Sunday, 25 August 2013

The Difference Between The Internet And The World Wide Web

The World Wide Web is what we navigate every day, what you’re reading this page on right now. It dates to 1991, while the Internet—the underlying network, the framework on which the Web lies—was created much earlier.


The mother of all computer networks, the Internet, grew out of government and university projects in the early 1970s. The obvious main predecessor of the Internet, ARPANET, was built by the US Government’s Advanced Research Projects Agency and became active in 1969. It was the first computer network to use packet switching technology—means of delivering information in small, easily transmitted “packets” that were relayed along points in the network (network switches and routers)—which helped maximize bandwidth efficiency.

Put simply, the Internet is the sum of all other networks. Your home network, gigantic corporate networks, the network your cell phone is on—all are part of the uber-network known as the Internet. Things like instant messaging and email protocols were first used in the 1970s, long before the development of the World Wide Web.
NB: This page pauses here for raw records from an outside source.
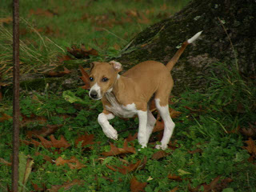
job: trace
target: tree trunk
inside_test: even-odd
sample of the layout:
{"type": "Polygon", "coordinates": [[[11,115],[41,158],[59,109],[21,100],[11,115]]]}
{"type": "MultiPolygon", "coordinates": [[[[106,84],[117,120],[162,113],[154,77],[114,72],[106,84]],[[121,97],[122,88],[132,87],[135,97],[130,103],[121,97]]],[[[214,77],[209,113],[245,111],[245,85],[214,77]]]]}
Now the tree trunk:
{"type": "MultiPolygon", "coordinates": [[[[256,2],[253,0],[194,0],[170,18],[156,23],[131,42],[121,58],[125,70],[146,60],[166,64],[177,46],[200,30],[172,70],[174,94],[186,87],[201,90],[206,77],[217,71],[213,63],[238,64],[242,74],[255,77],[256,2]]],[[[150,78],[150,77],[149,77],[150,78]]]]}

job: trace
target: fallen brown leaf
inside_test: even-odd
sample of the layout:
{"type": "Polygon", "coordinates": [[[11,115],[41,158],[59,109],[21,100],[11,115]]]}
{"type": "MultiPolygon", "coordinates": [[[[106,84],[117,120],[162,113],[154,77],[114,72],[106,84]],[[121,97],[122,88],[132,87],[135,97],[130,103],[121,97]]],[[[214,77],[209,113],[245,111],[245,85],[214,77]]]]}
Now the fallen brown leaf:
{"type": "Polygon", "coordinates": [[[135,154],[136,150],[134,146],[128,146],[127,140],[125,139],[123,148],[118,148],[114,144],[110,142],[110,150],[108,152],[103,152],[102,154],[104,156],[113,156],[113,155],[118,155],[123,154],[135,154]]]}
{"type": "Polygon", "coordinates": [[[55,160],[55,163],[56,166],[63,166],[66,163],[71,170],[81,170],[82,167],[86,166],[84,164],[81,163],[75,157],[72,157],[70,159],[63,159],[60,156],[55,160]]]}
{"type": "Polygon", "coordinates": [[[168,174],[168,178],[177,182],[182,182],[182,178],[176,174],[168,174]]]}
{"type": "Polygon", "coordinates": [[[38,151],[35,152],[34,155],[35,156],[43,156],[44,160],[50,162],[50,163],[54,162],[53,159],[50,157],[49,157],[48,155],[46,155],[46,154],[40,154],[38,151]]]}
{"type": "Polygon", "coordinates": [[[2,25],[2,23],[9,24],[13,22],[12,17],[9,18],[0,18],[0,26],[2,25]]]}
{"type": "Polygon", "coordinates": [[[163,150],[158,150],[158,152],[154,153],[152,156],[152,159],[154,160],[158,160],[160,158],[162,158],[164,157],[168,156],[169,154],[167,154],[166,152],[163,151],[163,150]]]}
{"type": "Polygon", "coordinates": [[[63,62],[65,61],[70,61],[70,60],[72,60],[72,58],[68,55],[61,55],[58,57],[58,61],[59,62],[63,62]]]}
{"type": "Polygon", "coordinates": [[[78,145],[80,142],[82,142],[82,147],[86,146],[86,145],[93,145],[94,142],[94,134],[88,134],[86,133],[84,135],[82,135],[78,137],[74,143],[76,146],[78,145]]]}
{"type": "Polygon", "coordinates": [[[78,185],[81,186],[84,183],[84,181],[74,179],[72,182],[64,182],[63,185],[52,186],[50,189],[47,191],[49,192],[58,192],[61,188],[64,188],[65,191],[68,191],[71,189],[73,186],[78,185]]]}
{"type": "Polygon", "coordinates": [[[21,122],[22,126],[26,126],[27,123],[39,122],[41,124],[45,124],[47,122],[47,119],[45,117],[40,117],[32,114],[30,117],[26,117],[24,114],[21,114],[22,117],[22,121],[21,122]]]}
{"type": "Polygon", "coordinates": [[[71,73],[70,70],[69,70],[68,69],[64,67],[63,71],[50,70],[46,74],[46,75],[48,75],[50,77],[62,77],[62,76],[68,74],[70,74],[70,73],[71,73]]]}
{"type": "Polygon", "coordinates": [[[57,149],[60,149],[60,148],[66,149],[70,146],[70,144],[68,143],[68,142],[65,139],[63,135],[61,135],[60,140],[57,140],[54,138],[54,136],[52,134],[50,136],[50,141],[46,140],[46,138],[44,138],[40,135],[37,135],[37,137],[40,139],[41,142],[33,139],[31,141],[22,140],[22,142],[26,145],[32,144],[32,145],[34,145],[35,146],[42,146],[46,149],[49,149],[50,147],[55,147],[57,149]]]}
{"type": "Polygon", "coordinates": [[[6,114],[2,114],[2,117],[0,118],[0,122],[3,122],[4,121],[6,121],[8,119],[12,118],[11,116],[6,114]]]}
{"type": "Polygon", "coordinates": [[[133,177],[132,179],[130,179],[130,188],[131,192],[145,191],[144,188],[147,185],[146,182],[138,182],[135,177],[133,177]]]}
{"type": "Polygon", "coordinates": [[[54,134],[63,125],[46,125],[46,126],[42,127],[41,130],[30,130],[26,133],[26,135],[29,138],[31,138],[33,136],[40,135],[43,138],[47,137],[54,134]]]}
{"type": "Polygon", "coordinates": [[[80,71],[82,73],[81,79],[85,83],[85,85],[82,87],[85,90],[89,90],[90,88],[90,80],[89,80],[89,74],[86,73],[86,71],[83,69],[82,66],[79,66],[80,71]]]}
{"type": "Polygon", "coordinates": [[[113,167],[109,165],[106,165],[106,166],[107,168],[114,171],[118,171],[122,174],[126,174],[134,170],[143,169],[146,166],[146,157],[143,158],[143,161],[138,160],[135,163],[130,163],[130,164],[128,164],[128,166],[122,166],[121,167],[118,167],[118,166],[113,167]]]}
{"type": "Polygon", "coordinates": [[[0,158],[0,162],[5,164],[6,166],[11,166],[11,162],[6,161],[5,159],[0,158]]]}

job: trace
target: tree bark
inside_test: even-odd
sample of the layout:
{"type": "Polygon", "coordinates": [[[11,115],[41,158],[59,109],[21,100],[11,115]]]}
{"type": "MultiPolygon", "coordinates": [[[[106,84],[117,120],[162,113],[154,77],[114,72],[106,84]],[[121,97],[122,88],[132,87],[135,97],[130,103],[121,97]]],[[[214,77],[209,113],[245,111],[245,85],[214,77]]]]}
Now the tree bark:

The Web is a sort of graphical user interface for the Internet. It’s not a physical web of hardware (a network), but basically the software that runs on it—or, more accurately, a web of information in the form of hyperlinks. Hypertext Transfer Protocol (HTTP) is what enables the Web to run, and it is essentially just a way to log in to a certain domain (website) without having to ask permission (say, with a user name and password).

Though many think of the World Wide Web and the Internet as being synonymous, the Internet could (and did) exist without the Web—but the Web couldn’t exist without the Internet. The first web page on the first web server was created at Switzerland’s CERN lab by Tim Berners-Lee on August 6, 1991.